Good for you, focus on you and go dark on him
_Posted via Mobile Device_


----------



## lisa3girls (Apr 6, 2011)

cheatinghubby said:


> So are you finally moving on and past him or not?


I am trying... I don't want to end it, but he says he does, and I have to protect my children. Either way, I won't finance him to be carrying on with someone else while we are still married.


----------



## tacoma (May 1, 2011)

lisa3girls said:


> So today he gets to see how life without me really is... wonder how much OW will like the pathetic broke him. I wonder how long before he starts to show the ugly part of himself and the honeymoon will wear off.

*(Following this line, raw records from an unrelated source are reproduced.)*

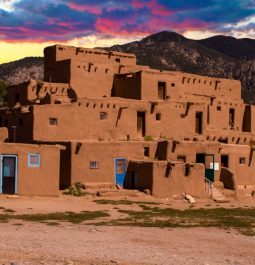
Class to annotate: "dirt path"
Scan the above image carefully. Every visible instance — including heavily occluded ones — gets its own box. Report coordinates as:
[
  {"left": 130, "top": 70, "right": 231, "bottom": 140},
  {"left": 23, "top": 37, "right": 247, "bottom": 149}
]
[
  {"left": 0, "top": 193, "right": 255, "bottom": 265},
  {"left": 0, "top": 223, "right": 255, "bottom": 265}
]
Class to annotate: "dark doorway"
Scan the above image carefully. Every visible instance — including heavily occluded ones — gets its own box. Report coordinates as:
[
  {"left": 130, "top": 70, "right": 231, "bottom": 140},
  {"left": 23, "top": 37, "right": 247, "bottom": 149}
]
[
  {"left": 195, "top": 112, "right": 203, "bottom": 134},
  {"left": 242, "top": 106, "right": 251, "bottom": 132},
  {"left": 158, "top": 82, "right": 166, "bottom": 100},
  {"left": 196, "top": 153, "right": 214, "bottom": 182},
  {"left": 220, "top": 155, "right": 228, "bottom": 167},
  {"left": 229, "top": 109, "right": 235, "bottom": 128},
  {"left": 1, "top": 155, "right": 17, "bottom": 194},
  {"left": 137, "top": 112, "right": 145, "bottom": 137},
  {"left": 114, "top": 158, "right": 127, "bottom": 187}
]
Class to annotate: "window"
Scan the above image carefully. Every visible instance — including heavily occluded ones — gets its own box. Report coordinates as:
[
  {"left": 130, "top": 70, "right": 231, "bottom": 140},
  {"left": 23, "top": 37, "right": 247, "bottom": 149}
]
[
  {"left": 28, "top": 154, "right": 40, "bottom": 167},
  {"left": 239, "top": 157, "right": 245, "bottom": 165},
  {"left": 49, "top": 118, "right": 58, "bottom": 125},
  {"left": 15, "top": 93, "right": 20, "bottom": 103},
  {"left": 100, "top": 112, "right": 108, "bottom": 120},
  {"left": 177, "top": 155, "right": 186, "bottom": 163},
  {"left": 229, "top": 109, "right": 235, "bottom": 129},
  {"left": 19, "top": 118, "right": 23, "bottom": 126},
  {"left": 156, "top": 113, "right": 161, "bottom": 121},
  {"left": 195, "top": 112, "right": 203, "bottom": 134},
  {"left": 158, "top": 82, "right": 166, "bottom": 100},
  {"left": 89, "top": 161, "right": 99, "bottom": 169},
  {"left": 143, "top": 147, "right": 150, "bottom": 157}
]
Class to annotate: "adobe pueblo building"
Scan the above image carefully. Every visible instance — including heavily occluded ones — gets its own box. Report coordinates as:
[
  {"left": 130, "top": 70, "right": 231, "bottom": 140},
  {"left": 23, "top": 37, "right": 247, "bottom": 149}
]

You need to start thinking about what you`re going to do when this happens.

He`ll come back if she kicks him curbside, he`ll come back to his second choice and claim you were always his first.

You`re early on in this Lisa, it`s still painful raw for you.

Do you have the strength to resist it?


----------



## lisa3girls (Apr 6, 2011)

tacoma said:


> You need to start thinking about what you`re going to do when this happens.
> 
> He`ll come back if she kicks him curbside, he`ll come back to his second choice and claim you were always his first.
> 
> ...


I don't know, I love him and I was ready to give it a try once already. This is the hardest thing I have ever dealt with in my whole life.


----------



## joe kidd (Feb 8, 2011)

lisa3girls said:


> I don't know, I love him and I was ready to give it a try once already. This is the hardest thing I have ever dealt with in my whole life.


Hang tough.


----------



## tacoma (May 1, 2011)

lisa3girls said:


> I don't know, I love him and I was ready to give it a try once already. This is the hardest thing I have ever dealt with in my whole life.


I truly understand.

You know if he comes back you should tell him to **** off but it`s so hard to do and he`ll take advantage of that.

He`ll take advantage of the pain he caused you and your girls just to put you back in that same ****ty position.
Just to cover his own ass he`ll use your broken heart against you.

Start shoring up that strength Lisa, you`re going to need it.


----------



## onthefence16 (Aug 21, 2011)

GOOD FOR YOU WOMAN.....I plan on making drastic changes also.....GOOD FOR YOU....


----------



## Onedery (Sep 22, 2011)

lisa3girls said:


> I don't know, I love him and I was ready to give it a try once already. This is the hardest thing I have ever dealt with in my whole life.


The hardest thing you will EVER do is have to deal with this guy should you decide to be his door mat, once again.
Once the dust settles, you will find that life is pretty damned good without his dead weight.
Good Luck!


----------



## that_girl (Jul 6, 2011)

I'm proud. It was a hard step, I can imagine. But good for you. Good.for.you.


----------